Tuesday, December 15, 2020

Alzheimer's Part III: Antiretrovirals

Previously, we mentioned the relevance of antiviral therapy to Alzheimer’s disease. Specifically, we’re looking at a 2011 study, Significant Effects of Antiretroviral Therapy on Global Gene Expression in Brain Tissues of Patients with HIV-1-Associated Neurocognitive Disorders, in which post-mortem brains of HIV patients were compared according to several parameters, one of them being the usage of antiretrovirals. Utilizing our lists of transcripts that are canonically up/down-regulated in Alzheimer’s, one sees an impressive alteration of these transcripts on antiretroviral therapy:

The P-values work out to about 10-4 and 10-43. You can go through the exercise yourself: just choose the “Match Studies” tool, input the IDs for the two “canonical” Alzheimer’s lists (123049121 and 123050121), choose “drug” under “Experiment Type”, and choose “Inverse Correlations” (that way, you’ll be looking for datasets that counter Alzheimer’s). The ensuing “p_multiple” is simply the result of multiplying -4 * -43.

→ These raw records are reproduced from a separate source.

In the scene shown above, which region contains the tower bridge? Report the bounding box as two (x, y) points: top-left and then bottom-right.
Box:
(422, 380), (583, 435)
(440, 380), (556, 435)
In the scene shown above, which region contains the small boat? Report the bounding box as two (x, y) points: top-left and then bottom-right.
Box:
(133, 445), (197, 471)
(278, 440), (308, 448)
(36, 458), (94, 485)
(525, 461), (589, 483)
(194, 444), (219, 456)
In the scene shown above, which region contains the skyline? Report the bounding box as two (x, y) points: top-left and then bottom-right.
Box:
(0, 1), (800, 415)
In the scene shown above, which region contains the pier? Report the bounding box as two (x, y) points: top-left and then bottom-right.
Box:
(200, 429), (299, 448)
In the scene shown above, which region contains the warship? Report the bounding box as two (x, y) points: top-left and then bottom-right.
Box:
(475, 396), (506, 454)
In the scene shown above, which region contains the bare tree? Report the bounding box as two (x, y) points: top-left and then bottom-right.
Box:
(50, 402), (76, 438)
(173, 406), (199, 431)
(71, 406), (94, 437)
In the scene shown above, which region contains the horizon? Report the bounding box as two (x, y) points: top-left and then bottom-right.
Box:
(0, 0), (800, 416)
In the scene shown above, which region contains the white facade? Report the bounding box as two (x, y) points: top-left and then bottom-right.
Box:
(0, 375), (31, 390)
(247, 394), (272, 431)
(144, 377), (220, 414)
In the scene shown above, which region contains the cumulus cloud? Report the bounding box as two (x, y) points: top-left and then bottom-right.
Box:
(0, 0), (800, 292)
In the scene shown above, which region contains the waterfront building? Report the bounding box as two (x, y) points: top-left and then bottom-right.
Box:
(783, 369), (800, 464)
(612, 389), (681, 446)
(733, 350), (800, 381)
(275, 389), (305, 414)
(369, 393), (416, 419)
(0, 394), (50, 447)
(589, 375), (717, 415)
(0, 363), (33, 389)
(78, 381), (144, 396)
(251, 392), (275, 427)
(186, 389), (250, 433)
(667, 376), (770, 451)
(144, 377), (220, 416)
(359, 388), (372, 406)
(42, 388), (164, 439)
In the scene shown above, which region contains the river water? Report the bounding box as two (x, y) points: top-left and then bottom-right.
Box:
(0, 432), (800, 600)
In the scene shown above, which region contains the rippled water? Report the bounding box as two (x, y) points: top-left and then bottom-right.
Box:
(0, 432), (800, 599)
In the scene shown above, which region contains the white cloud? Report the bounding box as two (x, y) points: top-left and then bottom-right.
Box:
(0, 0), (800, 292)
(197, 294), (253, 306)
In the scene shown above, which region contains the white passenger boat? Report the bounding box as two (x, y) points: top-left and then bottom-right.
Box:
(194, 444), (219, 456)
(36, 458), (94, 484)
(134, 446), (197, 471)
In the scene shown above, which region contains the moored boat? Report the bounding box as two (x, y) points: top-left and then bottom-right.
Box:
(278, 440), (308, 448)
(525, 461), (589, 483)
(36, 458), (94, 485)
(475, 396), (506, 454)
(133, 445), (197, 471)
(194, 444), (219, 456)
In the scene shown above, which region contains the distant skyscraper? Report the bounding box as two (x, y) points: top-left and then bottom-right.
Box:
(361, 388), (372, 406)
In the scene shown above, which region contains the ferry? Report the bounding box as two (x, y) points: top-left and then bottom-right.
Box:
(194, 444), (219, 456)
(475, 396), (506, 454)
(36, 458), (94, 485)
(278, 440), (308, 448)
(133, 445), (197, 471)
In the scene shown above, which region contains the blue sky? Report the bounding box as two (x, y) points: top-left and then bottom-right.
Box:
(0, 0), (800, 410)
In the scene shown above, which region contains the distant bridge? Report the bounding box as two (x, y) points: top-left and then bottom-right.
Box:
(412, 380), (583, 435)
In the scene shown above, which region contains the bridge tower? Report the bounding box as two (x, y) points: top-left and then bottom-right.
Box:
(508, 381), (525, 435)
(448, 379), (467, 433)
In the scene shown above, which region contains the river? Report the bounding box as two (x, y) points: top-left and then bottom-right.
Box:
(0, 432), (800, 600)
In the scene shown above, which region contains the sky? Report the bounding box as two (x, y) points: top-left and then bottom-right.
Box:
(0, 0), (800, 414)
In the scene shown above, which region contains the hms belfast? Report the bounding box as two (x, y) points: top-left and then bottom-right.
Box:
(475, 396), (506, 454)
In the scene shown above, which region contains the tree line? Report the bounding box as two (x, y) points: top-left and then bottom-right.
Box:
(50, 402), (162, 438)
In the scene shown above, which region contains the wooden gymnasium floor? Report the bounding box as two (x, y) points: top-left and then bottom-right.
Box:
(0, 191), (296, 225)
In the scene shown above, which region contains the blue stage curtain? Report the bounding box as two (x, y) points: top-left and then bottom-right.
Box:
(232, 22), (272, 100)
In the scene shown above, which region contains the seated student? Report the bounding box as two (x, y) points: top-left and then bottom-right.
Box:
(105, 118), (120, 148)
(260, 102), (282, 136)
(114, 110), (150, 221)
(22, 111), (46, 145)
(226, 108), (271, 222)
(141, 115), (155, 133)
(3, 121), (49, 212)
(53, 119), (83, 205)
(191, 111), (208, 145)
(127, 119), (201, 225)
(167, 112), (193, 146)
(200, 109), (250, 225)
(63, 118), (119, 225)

Here are transcripts at the intersections:

up-Alz/down antiretrovirals

down-Alz/up antiretrovirals

APLNR

ARPP21

ELAVL4

NEFL

SNAP25

CD163

B4GALT6

GABRA1

NEFM

SST

CD44

BEX5

GABRG2

NELL2

STMN2

CXCR4

CADPS

GAD1

NRN1

SV2B

NUPR1

CALB1

GLRB

NRXN1

TSPAN7

SERPINA3

CAP2

GNG3

NSG2

VSNL1

COPG2IT1

HCN1

OLFM3

 

CPNE4

HOPX

RGS4

 

DCLK1

INA

RPH3A

 

DIRAS2

KCNIP4

SCN3B

 

If you use our tool as above, you’ll note that there really are no other treatments with this profound effect. Next in line, somewhat surprisingly, would be a study in which neuroinflammation was induced in mice retinas!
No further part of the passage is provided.